From its opening sequence, “D’art” commands your attention with its zappy swing music and montage of fine artist Robert Clinch launching paper darts into the air as collector Jeff Brown puts on a fire retardant suit and whooshes down a racetrack.
You know their two worlds are about to meet. You don’t know how or why but you know it’s going to be a sensational adventure and you want to come along for the ride.
Directed by Karl von Möller, “D’art” raises the bar on what a film about art can be.
For starters, thrilling.
When Clinch muses about the idea of painting darts on a Goggomobil Dart sports-car one evening with Brown over a glass of wine, he might not have been expecting his friend, an avid auto and art collector, to go out and buy one then commission him to do just that thing, but so it was, a Goggomobil Dart was to become a canvas and a musing a 15-month long project.

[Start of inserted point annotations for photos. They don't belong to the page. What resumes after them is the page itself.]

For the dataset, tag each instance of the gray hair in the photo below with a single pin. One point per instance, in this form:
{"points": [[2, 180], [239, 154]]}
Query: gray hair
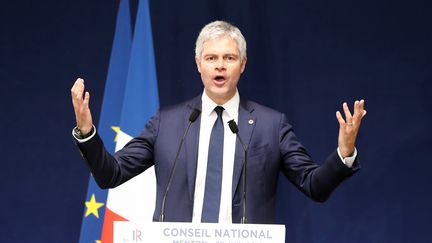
{"points": [[218, 29]]}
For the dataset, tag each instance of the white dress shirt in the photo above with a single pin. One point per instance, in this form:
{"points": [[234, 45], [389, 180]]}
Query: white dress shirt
{"points": [[208, 118]]}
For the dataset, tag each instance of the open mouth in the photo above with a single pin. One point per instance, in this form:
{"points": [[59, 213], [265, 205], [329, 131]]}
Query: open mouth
{"points": [[219, 79]]}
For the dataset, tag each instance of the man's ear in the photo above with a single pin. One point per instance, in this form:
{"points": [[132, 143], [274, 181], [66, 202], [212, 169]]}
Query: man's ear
{"points": [[243, 64], [198, 62]]}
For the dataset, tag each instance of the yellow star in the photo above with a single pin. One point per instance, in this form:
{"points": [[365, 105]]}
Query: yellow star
{"points": [[93, 206], [117, 130]]}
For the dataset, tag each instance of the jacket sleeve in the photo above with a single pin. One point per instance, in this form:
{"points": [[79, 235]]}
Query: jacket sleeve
{"points": [[315, 181], [136, 156]]}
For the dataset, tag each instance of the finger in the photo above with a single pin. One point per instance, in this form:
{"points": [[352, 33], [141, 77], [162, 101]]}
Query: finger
{"points": [[359, 111], [357, 107], [347, 112], [86, 99], [340, 118]]}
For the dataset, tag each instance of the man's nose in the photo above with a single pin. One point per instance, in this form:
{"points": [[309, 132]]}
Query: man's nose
{"points": [[220, 64]]}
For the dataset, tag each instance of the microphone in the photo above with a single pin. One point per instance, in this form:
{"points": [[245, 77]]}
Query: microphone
{"points": [[234, 129], [192, 118]]}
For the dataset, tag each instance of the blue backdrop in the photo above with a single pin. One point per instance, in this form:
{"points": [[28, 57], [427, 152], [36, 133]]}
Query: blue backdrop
{"points": [[304, 58]]}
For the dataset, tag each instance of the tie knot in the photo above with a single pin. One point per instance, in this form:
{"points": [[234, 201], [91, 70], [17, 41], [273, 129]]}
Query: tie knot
{"points": [[219, 110]]}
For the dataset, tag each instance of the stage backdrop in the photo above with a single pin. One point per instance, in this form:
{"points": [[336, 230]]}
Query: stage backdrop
{"points": [[304, 58]]}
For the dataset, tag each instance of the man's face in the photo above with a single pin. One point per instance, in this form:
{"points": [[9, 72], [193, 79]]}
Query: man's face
{"points": [[220, 68]]}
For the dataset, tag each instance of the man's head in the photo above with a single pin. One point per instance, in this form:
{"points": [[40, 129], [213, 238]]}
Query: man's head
{"points": [[220, 55]]}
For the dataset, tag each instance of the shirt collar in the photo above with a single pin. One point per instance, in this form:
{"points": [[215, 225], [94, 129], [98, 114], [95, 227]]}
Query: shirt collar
{"points": [[231, 106]]}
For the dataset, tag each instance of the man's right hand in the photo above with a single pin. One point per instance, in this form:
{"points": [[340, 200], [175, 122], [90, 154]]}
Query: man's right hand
{"points": [[80, 103]]}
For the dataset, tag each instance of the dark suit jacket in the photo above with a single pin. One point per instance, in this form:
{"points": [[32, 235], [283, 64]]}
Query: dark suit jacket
{"points": [[272, 148]]}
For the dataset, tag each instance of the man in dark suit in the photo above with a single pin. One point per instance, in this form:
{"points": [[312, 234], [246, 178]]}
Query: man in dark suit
{"points": [[203, 190]]}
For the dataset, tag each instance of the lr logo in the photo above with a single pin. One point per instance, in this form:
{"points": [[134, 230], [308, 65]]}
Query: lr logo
{"points": [[136, 235]]}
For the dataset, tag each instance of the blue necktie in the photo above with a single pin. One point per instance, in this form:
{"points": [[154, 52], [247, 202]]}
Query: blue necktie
{"points": [[212, 194]]}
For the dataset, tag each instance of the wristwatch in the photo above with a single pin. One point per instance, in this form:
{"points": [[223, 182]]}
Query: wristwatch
{"points": [[78, 134]]}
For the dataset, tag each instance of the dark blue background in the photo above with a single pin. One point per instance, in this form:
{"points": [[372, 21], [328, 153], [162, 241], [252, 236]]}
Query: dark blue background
{"points": [[304, 58]]}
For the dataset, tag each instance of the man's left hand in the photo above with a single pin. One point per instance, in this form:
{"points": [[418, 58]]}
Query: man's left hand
{"points": [[349, 128]]}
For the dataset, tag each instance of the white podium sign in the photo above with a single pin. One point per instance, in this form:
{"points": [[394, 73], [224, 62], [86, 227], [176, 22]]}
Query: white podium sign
{"points": [[197, 233]]}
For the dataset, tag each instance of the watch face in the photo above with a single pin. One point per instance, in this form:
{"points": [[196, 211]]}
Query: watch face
{"points": [[77, 133]]}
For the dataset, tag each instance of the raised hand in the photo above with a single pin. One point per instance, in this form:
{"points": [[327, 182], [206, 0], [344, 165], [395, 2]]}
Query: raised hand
{"points": [[80, 103], [349, 128]]}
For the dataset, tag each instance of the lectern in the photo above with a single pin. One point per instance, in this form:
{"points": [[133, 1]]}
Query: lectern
{"points": [[157, 232]]}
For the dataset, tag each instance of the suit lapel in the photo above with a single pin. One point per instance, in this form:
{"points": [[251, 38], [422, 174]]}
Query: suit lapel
{"points": [[191, 146], [246, 124]]}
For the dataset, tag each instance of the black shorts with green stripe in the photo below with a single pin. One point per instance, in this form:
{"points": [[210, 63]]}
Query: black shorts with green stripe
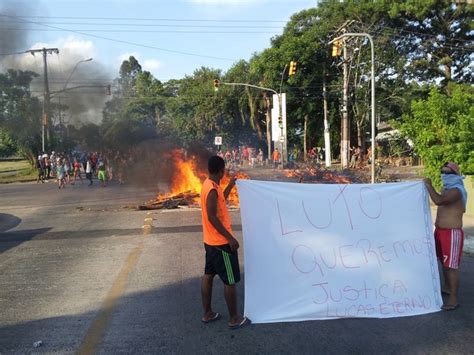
{"points": [[221, 261]]}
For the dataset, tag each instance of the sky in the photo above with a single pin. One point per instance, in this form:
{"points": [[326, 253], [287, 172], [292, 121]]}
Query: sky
{"points": [[169, 38]]}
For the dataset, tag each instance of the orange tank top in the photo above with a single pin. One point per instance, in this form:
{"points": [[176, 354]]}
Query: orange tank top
{"points": [[211, 235]]}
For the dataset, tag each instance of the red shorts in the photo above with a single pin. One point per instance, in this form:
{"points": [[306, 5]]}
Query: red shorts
{"points": [[449, 243]]}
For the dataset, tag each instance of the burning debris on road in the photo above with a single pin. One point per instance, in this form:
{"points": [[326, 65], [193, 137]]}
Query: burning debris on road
{"points": [[185, 185], [314, 175]]}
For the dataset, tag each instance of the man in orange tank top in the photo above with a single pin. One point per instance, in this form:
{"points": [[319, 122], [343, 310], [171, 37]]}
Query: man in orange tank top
{"points": [[220, 245]]}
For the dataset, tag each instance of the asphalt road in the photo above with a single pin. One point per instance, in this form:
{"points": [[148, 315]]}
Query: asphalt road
{"points": [[83, 274]]}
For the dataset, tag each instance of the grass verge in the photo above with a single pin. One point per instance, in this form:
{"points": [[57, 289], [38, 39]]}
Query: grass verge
{"points": [[16, 171]]}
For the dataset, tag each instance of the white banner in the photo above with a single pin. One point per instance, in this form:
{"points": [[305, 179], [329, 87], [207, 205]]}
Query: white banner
{"points": [[337, 251]]}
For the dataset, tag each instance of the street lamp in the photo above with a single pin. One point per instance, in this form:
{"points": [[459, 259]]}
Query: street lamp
{"points": [[64, 89], [372, 80], [284, 146], [74, 69]]}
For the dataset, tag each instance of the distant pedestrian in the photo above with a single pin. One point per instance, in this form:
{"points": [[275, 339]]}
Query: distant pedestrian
{"points": [[220, 245], [40, 169], [89, 170], [77, 171], [449, 236], [61, 174], [260, 157], [276, 158], [101, 172]]}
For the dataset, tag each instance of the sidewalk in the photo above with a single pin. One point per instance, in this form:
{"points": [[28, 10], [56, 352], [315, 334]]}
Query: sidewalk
{"points": [[468, 227]]}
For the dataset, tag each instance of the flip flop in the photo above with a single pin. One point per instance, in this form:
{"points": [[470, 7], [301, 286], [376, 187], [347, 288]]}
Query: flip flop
{"points": [[245, 321], [217, 316], [450, 307]]}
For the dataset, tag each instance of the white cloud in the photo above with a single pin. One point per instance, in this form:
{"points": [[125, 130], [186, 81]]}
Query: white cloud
{"points": [[224, 2], [151, 65]]}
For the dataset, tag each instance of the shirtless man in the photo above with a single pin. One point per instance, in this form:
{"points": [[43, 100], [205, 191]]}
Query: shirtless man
{"points": [[449, 236], [220, 245]]}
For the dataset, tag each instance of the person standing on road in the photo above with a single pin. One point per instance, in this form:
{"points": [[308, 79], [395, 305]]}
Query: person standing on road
{"points": [[101, 172], [61, 174], [89, 170], [220, 245], [276, 158], [449, 236], [40, 168]]}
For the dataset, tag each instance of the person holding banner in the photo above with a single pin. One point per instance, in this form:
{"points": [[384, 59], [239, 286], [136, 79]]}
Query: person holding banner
{"points": [[220, 245], [449, 236]]}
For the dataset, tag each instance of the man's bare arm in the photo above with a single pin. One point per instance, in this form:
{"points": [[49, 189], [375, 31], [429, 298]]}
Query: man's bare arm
{"points": [[211, 206], [445, 198], [229, 187]]}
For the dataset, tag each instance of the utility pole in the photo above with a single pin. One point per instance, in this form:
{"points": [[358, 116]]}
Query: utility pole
{"points": [[46, 98], [327, 142], [372, 84], [345, 124]]}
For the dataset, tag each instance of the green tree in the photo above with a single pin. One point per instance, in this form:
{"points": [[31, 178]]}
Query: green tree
{"points": [[20, 113], [442, 129]]}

During the first half of the film viewers are introduced to Robert Clinch and his approach to painting, the fascinating background of Melbourne collector Jeff Brown, the history of the Goggomobil Dart and its creator Bill Buckle, and the ever entertaining Tommy Dysart and Joan Brockenshire, who helped revive the Goggomobil name across Australia during the 90s with Dysart’s iconic lines in an advertisement for the Yellow Pages.
The context of these interviews is enriching and provides a humanizing look at the legacy of the car and the amount of planning and work that went into the project. Viewers are able to find connection and understanding as they learn about the origins of the Dart and those involved in the project, so when Clinch actually begins to paint the little car they, too, feel invested in the process.
One area where “D’art” shines is in its ability to maintain momentum while also being reflective. It is a diamond of high energy. A rarity for a film about art. How von Möller achieves this is by not lingering too long on any one scene while maintaining visual interest through stunning cinematography and a wide range of shots. From gorgeous panning scenes to bird’s-eye drone views to medium range shots that are so tangible you hope Clinch doesn’t mind your presence.
Creativity is never small even when a project involves small things.
Microcars and paper darts are big ideas. They are perceptible wonderment and, outside of love, is there anything bigger than wonder?
As delightful as the Goggomobil is and as enchanting as the flight of paper darts are so is the process of watching them come together. “D’art” enthralls with its capturing of creative process and will leave you buzzing with satisfaction at the flight of imagination.